This time it's
Newt Gingrich:
Newt Gingrich, the former Republican Speaker of the House, told students and faculty at the University of South Dakota Monday that the United States should pull out of Iraq and leave a small force there, just as it did post-war in Korea and Germany.
"It was an enormous mistake for us to try to occupy that country after June of 2003," Gingrich said during a question-and-answer session at the school. "We have to pull back, and we have to recognize it."
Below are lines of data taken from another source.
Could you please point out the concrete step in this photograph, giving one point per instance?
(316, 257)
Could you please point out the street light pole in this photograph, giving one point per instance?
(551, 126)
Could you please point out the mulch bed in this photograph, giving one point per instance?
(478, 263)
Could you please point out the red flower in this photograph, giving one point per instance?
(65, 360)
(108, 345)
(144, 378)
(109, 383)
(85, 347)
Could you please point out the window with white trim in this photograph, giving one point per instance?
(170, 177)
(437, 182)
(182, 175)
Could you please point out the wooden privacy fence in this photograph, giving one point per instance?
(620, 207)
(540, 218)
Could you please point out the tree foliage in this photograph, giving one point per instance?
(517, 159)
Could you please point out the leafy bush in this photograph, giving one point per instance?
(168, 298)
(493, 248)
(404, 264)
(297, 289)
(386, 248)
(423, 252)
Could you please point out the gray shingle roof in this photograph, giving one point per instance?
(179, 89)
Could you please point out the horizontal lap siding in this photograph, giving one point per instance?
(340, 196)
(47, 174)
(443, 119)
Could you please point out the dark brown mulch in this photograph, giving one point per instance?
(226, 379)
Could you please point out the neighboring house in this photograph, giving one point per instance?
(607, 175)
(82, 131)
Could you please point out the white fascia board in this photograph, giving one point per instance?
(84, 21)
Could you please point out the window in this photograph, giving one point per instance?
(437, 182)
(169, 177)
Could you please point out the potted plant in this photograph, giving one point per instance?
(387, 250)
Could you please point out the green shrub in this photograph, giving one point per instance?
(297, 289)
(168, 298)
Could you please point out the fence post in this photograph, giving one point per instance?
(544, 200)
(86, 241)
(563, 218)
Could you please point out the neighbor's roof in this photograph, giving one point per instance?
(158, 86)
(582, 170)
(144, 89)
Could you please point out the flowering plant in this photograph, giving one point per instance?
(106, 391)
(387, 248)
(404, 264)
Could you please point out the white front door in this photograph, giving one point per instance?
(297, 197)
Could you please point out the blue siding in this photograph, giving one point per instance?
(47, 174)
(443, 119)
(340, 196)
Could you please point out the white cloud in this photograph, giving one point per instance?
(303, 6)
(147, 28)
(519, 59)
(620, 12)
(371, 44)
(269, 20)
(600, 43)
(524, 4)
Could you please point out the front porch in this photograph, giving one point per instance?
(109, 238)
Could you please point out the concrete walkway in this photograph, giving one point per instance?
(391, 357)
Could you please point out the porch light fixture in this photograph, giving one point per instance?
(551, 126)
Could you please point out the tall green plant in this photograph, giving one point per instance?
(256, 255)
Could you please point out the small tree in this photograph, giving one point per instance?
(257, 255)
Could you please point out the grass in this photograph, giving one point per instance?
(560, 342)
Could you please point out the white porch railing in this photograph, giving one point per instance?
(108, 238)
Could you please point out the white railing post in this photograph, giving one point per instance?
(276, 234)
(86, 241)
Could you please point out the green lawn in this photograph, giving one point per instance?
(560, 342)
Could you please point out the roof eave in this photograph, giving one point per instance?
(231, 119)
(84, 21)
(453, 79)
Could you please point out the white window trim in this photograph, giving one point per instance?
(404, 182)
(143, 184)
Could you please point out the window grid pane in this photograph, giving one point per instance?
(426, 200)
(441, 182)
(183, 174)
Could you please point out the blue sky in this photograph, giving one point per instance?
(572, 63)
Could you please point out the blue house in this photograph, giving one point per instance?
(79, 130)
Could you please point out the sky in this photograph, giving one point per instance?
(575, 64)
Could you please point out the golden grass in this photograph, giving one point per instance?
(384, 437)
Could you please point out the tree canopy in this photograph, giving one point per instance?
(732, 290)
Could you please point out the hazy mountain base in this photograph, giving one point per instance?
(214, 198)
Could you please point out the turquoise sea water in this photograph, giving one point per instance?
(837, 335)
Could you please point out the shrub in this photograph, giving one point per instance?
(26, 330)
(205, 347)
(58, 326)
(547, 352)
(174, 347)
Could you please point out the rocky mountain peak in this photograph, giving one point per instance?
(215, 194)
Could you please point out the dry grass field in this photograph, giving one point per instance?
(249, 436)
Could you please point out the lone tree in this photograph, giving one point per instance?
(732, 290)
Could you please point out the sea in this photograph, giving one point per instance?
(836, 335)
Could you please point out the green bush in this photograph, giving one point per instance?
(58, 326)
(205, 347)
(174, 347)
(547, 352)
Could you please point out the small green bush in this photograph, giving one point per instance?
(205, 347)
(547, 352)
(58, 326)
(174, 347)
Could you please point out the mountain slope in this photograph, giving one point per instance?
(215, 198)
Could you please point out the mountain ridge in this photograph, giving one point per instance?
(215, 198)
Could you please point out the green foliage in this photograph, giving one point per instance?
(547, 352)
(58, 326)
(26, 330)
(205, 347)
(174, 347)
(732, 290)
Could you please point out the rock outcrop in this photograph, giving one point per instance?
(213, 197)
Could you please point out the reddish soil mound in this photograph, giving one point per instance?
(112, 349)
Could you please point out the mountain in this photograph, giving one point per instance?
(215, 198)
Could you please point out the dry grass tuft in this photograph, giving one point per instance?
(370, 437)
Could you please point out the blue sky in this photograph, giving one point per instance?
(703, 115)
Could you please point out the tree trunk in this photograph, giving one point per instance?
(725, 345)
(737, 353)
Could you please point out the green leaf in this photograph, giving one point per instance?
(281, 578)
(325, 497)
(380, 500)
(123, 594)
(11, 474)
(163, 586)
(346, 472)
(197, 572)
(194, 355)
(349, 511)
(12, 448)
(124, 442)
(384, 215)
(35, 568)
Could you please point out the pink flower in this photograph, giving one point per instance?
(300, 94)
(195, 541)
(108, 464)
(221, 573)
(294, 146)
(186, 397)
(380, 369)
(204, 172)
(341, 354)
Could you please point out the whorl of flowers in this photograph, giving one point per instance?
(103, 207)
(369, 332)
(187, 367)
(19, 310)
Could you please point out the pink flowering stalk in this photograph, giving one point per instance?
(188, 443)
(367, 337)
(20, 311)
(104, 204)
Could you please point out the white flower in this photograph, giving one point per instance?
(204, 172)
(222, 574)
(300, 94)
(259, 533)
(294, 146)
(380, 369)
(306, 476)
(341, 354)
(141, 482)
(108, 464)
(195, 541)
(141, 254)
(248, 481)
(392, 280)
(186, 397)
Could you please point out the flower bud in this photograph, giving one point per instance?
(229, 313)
Meanwhile, leading neocon Francis Fukuyama is
taking some heat for his recent
change of heart with regard to Iraq (via
Digby):
SEVEN WEEKS AGO, I published my case against the Iraq war. I wrote that although I had originally advocated military intervention in Iraq, and had even signed a letter to that effect shortly after the 9/11 attacks, I had since changed my mind.
But apparently this kind of honest acknowledgment is verboten. In the weeks since my book came out, I've been challenged, attacked and vilified from both ends of the ideological spectrum. From the right, columnist Charles Krauthammer has accused me of being an opportunistic traitor to the neoconservative cause — and a coward to boot. From the left, I've been told that I have "blood on my hands" for having initially favored toppling Saddam Hussein and that my "apology" won't be accepted.
What does he want, forgiveness? Hell, I still haven't forgiven John Kerry and Hillary Clinton for voting to give Bush the authority to invade, and probably never will.